Rester vertical : l’animal debout
Film présenté le jeudi 12 mai 2016 en sélection officielle du 69ème festival de Cannes (compétition).
Alain Guiraudie cherche la liberté. Une liberté qui transpire dans son cinéma dès ces premiers films où les sexes et les sexualités comme les codes et les genres se mélangent sans complexe. Dans Rester vertical, il retrouve le causse de Du soleil pour les gueux et de Voici venu le temps. Et la bergère, incarnée par India Hair, n’est pas sans rappeler ses bergers d’ « ounayes ». Rester vertical a donc au premier abord un air de déjà vu. Léo erre dans le causse à la recherche du loup, tombe sur une bergère avec qui il partage un moment de sensualité. Et la suite, est plus incongrue encore, à la fois différente et semblable à ses précédents contes de bandits et de guerriers. Léo est réalisateur, travaillant sans passion à un hypothétique scénario qui peine à prendre forme. En parallèle, il effectue un périple qui a des airs de chemin psychanalytique. Une psychanalyse qui semble être celle même du vrai réalisateur, Alain Guiraudie.
Rester vertical n’est pas loin, en effet, d’être un film somme, parfait mélange des obsessions du réalisateur. Plus qu’une patte ou une signature, certains éléments reviennent comme des éléments de construction de la psyché de l’auteur et s’affinent même avec les années. Le causse, les mains rugueuses des paysans à la sexualité fluide, le sexe des femmes comme un objet mystérieux et fascinant, la paternité, les forces de la nature et un attrait pour les éléments fantastiques (la pomme de terre aphrodisiaque du Roi de l’évasion, la druidesse de Rester vertical, les ounayes de Du soleil pour les gueux). Dans tous, se retrouve la notion de fuite dans la quête de la liberté et du bien-être et qui finit invariablement à la servitude. La liberté a toujours un coût à payer trop cher pour l’individu.
Léo, dans Rester vertical, est enchaîné à sa responsabilité d’artiste et aux impératifs matériels.
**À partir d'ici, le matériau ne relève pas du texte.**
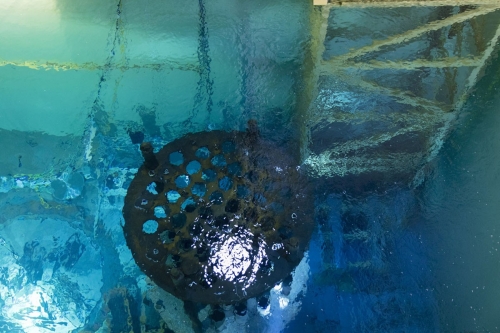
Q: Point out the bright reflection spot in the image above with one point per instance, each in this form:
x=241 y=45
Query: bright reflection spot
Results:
x=283 y=302
x=234 y=259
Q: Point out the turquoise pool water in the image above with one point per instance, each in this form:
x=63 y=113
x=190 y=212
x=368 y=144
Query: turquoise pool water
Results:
x=391 y=113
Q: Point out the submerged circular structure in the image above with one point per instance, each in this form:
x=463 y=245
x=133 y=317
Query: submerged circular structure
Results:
x=218 y=217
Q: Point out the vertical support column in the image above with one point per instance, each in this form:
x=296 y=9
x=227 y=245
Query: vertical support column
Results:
x=312 y=66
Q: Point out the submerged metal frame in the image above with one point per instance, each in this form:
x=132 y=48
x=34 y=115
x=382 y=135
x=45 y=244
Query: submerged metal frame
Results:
x=336 y=65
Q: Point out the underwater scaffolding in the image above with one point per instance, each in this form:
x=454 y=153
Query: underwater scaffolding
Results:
x=379 y=109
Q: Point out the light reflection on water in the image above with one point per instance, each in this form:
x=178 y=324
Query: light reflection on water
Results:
x=383 y=259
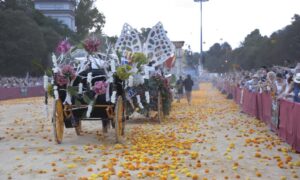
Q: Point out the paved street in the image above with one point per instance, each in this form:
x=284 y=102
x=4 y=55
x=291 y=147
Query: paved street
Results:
x=210 y=139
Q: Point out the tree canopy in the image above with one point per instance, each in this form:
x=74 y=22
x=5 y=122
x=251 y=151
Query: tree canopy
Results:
x=281 y=48
x=87 y=18
x=27 y=37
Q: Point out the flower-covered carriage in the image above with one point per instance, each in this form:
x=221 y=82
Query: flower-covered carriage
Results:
x=147 y=88
x=85 y=88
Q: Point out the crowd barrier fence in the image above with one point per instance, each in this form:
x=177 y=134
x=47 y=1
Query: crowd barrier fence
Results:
x=259 y=105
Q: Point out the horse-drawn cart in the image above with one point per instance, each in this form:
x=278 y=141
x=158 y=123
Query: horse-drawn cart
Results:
x=86 y=89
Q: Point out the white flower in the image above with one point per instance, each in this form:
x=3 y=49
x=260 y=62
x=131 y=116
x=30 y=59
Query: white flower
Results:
x=45 y=82
x=54 y=60
x=113 y=97
x=55 y=93
x=138 y=97
x=89 y=79
x=89 y=111
x=147 y=97
x=113 y=66
x=130 y=81
x=80 y=87
x=68 y=99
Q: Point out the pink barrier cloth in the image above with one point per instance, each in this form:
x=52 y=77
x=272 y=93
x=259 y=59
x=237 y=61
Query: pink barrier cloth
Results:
x=289 y=126
x=14 y=93
x=260 y=106
x=250 y=103
x=266 y=108
x=238 y=93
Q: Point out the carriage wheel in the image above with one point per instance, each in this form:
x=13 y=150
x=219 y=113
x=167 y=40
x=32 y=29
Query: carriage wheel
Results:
x=78 y=128
x=58 y=121
x=118 y=119
x=160 y=113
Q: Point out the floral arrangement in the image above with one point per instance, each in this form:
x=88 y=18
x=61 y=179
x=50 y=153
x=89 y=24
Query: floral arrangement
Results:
x=124 y=71
x=66 y=74
x=139 y=58
x=100 y=87
x=63 y=47
x=160 y=83
x=91 y=45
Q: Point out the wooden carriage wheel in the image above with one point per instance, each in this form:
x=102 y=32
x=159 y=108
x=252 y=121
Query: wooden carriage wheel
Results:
x=118 y=119
x=160 y=113
x=58 y=121
x=78 y=128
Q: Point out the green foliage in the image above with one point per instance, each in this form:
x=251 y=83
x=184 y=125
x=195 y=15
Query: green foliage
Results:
x=123 y=72
x=139 y=59
x=281 y=48
x=87 y=17
x=50 y=90
x=21 y=42
x=27 y=38
x=86 y=99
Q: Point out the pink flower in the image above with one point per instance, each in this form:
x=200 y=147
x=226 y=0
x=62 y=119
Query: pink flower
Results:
x=68 y=72
x=100 y=87
x=63 y=47
x=61 y=80
x=91 y=45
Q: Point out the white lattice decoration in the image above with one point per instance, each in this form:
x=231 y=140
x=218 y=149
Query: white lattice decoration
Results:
x=129 y=40
x=158 y=46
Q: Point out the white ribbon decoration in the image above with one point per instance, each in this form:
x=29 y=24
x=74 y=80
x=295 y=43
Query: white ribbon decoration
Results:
x=80 y=87
x=113 y=97
x=55 y=93
x=89 y=111
x=45 y=82
x=107 y=92
x=130 y=81
x=138 y=97
x=147 y=97
x=54 y=60
x=89 y=79
x=68 y=99
x=113 y=66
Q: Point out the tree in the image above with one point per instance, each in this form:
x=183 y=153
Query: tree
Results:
x=87 y=17
x=21 y=42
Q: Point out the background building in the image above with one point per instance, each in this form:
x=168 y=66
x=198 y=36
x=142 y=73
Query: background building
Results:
x=62 y=10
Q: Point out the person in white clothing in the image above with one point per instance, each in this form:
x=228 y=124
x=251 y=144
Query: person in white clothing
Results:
x=281 y=85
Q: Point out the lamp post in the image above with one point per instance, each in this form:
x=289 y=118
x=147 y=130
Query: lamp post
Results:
x=201 y=39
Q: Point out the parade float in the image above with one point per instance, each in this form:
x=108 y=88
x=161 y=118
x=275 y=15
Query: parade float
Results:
x=147 y=89
x=112 y=85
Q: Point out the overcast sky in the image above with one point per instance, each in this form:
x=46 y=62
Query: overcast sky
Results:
x=223 y=20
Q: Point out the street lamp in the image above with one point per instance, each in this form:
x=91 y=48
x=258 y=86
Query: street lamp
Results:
x=201 y=43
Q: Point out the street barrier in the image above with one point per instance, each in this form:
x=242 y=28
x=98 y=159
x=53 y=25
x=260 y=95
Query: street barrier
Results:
x=18 y=92
x=259 y=105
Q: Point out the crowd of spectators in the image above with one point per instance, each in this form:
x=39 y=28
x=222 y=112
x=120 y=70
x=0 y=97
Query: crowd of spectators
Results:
x=281 y=82
x=9 y=82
Pourtant l’argent lui manque et l’inspiration aussi. C’est dans ces souffrances qu’il trouve son salut, dans le causse et une vie simple de père de famille. Mais l’équilibre n’est toujours pas là. Attiré par un jeune homme, toujours enchaîné à son producteur par l’argent, Léo semble mener une double vie. Peu à peu, sa précaire construction s’étiole et le fait tomber dans la rue. Alors qu’il ne possède plus rien, il apparaît libéré d’un poids : son angoisse de la page blanche a disparu. Plus rien de l’oblige à écrire son scénario.
C’est en retournant à son point de départ, le causse, au plus près des animaux et de la nature, qu’il semble le plus libre. Mais cette liberté a le goût de la servitude. Seule le distingue des animaux son intention de « rester vertical » malgré l’épreuve et la peur. Ce n’est pas d’être père qui fait de lui un homme, ni être un artiste, ni posséder une voiture ou un appartement, mais le simple fait de rester debout dans l’adversité. Évident courage et folie qui le mèneront à sa perte. Rester vertical peut donc être autant perçu comme une lente descente de l’échelle sociale que comme un cheminement philosophique. En faisant face pour la première fois à l’issue de son périple, Léo est plus homme qu’il ne l’a jamais été.
Chez Alain Guiraudie, l’homme est beau. Ses héros s’engagent dans l’amour et leur sexualité est décomplexée, aimant hommes et femmes sans distinction de sexe. Rester vertical ne déroge pas à la règle. Si l’amour entre hommes est un enjeu, le sexe féminin reflète les plaines du causse en miroir, en forme et en fertilité.
Et puisque hommes et femmes sont sur le même plan en terme de sexualité, Alain Guiraudie questionne leur égalité au quotidien en jugeant silencieusement les maisons désordonnées désertées par les femmes ou les propos sexistes du vieux Marcel. Et égalité ne signifie pas monde plus vertueux, idée évoquée par Marie quand elle impose le droit d’abandonner son enfant, « comme les pères le font tous les jours ».
En ce sens, le monde dépeint par Alain Guiraudie celui qui grandit en lui et porte à la fois ses angoisses et ses espoirs, est une utopie heureuse. Elle ne s’embarrasse pas de tabous et d’indifférences. C’est un monde polymorphe, toujours à la lisière avec le rêve et les fantasmes, qui se questionne et se construit sur des doutes. Il n’aspire au fond qu’à un plus grand équilibre entre les hommes et la nature, entre les hommes et leur nature.